Oh. I see from the time in the world that my time is almost up. Lest we spend the question period with you asking me to explain the parable of the Fourfold Field, let me say I really don’t fully understand it. And, furthermore, I don’t think Mark fully understood it either. I think he found it open-ended and offered an interpretation that was under-determined. He put it into a fairly complex setting that he himself had modeled on an ancient foundational text. And the texts that inform the arrangement and constrain Mark’s selection of the sermon’s contents—these two texts, the Creation Account and the King’s Dream (with the attendant Moving Finger), create the groundwork for the subsequent verbal work of both Jesus and Mark.
Mark’s arrangement adds a level to the interpretation of the sermon.

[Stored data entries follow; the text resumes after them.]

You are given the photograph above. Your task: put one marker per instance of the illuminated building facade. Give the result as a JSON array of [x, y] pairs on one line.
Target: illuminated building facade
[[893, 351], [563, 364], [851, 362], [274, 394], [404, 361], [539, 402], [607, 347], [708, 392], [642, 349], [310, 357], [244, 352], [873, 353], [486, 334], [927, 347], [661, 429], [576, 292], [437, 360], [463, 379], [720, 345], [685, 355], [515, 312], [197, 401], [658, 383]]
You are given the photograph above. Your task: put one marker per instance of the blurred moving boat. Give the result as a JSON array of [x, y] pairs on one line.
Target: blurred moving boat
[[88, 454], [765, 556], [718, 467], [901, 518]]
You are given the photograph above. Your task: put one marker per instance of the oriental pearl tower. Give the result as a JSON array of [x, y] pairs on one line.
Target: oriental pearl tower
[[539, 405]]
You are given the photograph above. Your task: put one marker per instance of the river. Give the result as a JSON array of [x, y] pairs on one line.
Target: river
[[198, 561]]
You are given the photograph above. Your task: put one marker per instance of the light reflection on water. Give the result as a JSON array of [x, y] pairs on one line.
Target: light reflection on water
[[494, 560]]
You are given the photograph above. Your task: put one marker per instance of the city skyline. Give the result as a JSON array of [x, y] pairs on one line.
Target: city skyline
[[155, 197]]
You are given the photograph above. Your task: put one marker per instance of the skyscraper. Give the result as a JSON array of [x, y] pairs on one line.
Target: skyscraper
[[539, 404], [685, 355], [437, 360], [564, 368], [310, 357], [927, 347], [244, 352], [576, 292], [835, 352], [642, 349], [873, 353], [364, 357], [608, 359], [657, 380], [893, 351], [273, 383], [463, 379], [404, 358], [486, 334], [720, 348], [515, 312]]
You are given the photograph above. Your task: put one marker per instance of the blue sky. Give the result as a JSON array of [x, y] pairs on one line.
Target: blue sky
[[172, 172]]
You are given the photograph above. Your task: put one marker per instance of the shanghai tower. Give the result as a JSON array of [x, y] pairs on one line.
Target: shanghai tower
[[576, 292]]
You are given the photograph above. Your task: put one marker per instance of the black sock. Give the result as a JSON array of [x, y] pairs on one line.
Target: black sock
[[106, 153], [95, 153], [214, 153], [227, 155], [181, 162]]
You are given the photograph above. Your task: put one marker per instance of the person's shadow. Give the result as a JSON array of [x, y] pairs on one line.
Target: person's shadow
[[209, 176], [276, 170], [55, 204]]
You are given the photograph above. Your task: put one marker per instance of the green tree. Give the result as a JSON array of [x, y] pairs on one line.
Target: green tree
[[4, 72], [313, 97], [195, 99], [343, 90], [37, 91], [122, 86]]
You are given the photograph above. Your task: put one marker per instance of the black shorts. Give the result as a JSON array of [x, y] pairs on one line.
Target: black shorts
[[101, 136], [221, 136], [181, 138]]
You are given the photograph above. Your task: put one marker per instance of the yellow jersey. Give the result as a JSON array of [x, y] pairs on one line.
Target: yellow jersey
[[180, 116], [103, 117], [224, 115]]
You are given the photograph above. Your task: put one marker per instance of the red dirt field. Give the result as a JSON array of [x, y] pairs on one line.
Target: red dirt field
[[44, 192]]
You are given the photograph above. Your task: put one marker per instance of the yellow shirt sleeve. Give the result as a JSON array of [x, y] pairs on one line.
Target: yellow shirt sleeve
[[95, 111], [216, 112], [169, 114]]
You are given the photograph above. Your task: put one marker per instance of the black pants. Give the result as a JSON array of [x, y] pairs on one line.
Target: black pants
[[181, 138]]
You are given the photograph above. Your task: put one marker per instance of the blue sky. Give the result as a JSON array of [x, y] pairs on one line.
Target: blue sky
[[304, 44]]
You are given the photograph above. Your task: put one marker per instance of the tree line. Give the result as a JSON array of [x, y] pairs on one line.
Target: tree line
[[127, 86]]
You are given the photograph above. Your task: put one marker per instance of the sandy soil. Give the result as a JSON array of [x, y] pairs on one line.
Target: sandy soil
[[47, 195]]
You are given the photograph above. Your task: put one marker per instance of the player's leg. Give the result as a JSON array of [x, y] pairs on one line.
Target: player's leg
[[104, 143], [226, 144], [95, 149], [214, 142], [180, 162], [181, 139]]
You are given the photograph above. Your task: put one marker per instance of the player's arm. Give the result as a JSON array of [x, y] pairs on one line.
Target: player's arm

It points to the foundational texts beneath the narrative and the parables Jesus spoke. The ground beneath the parables makes them point upward, to the heavens. The repeated deeds, sayings and parables of Jesus—these constitute the first rung of a ladder set on the ground of earlier texts. The unknotting of the allegory provides a second rung. Mark’s arrangement, a third rung, allows the climber to see the ground on which the ladder stands. A fourth rung: What went on inside his church we can only guess by analogy with what Jesus did in the boat. In the public Gospel Mark created an interpretive space through which we climb, onward and upward, as if on a ladder, meeting the angels of God descending and ourselves joining with those ascending. The descending angels, at least, give us some confidence that the ladder is not itself infinite, that it has a top, and that that top is leaning on something.
So I hand the question back to you as a handful of questions: What is it to interpret a text charitably? What are the characteristics of an interpretation that “makes more sense”? What have I been assuming in this, my attempt at a charitable interpretation? And just what is this logos the sower is sowing? Could sowing be interpreted as interpreting? Could the logos sown and growing and increasing be intelligibility gained by charitable interpretation? Is the parable of the Fourfold Field a parable about charitable interpretation? If so, who is the sower?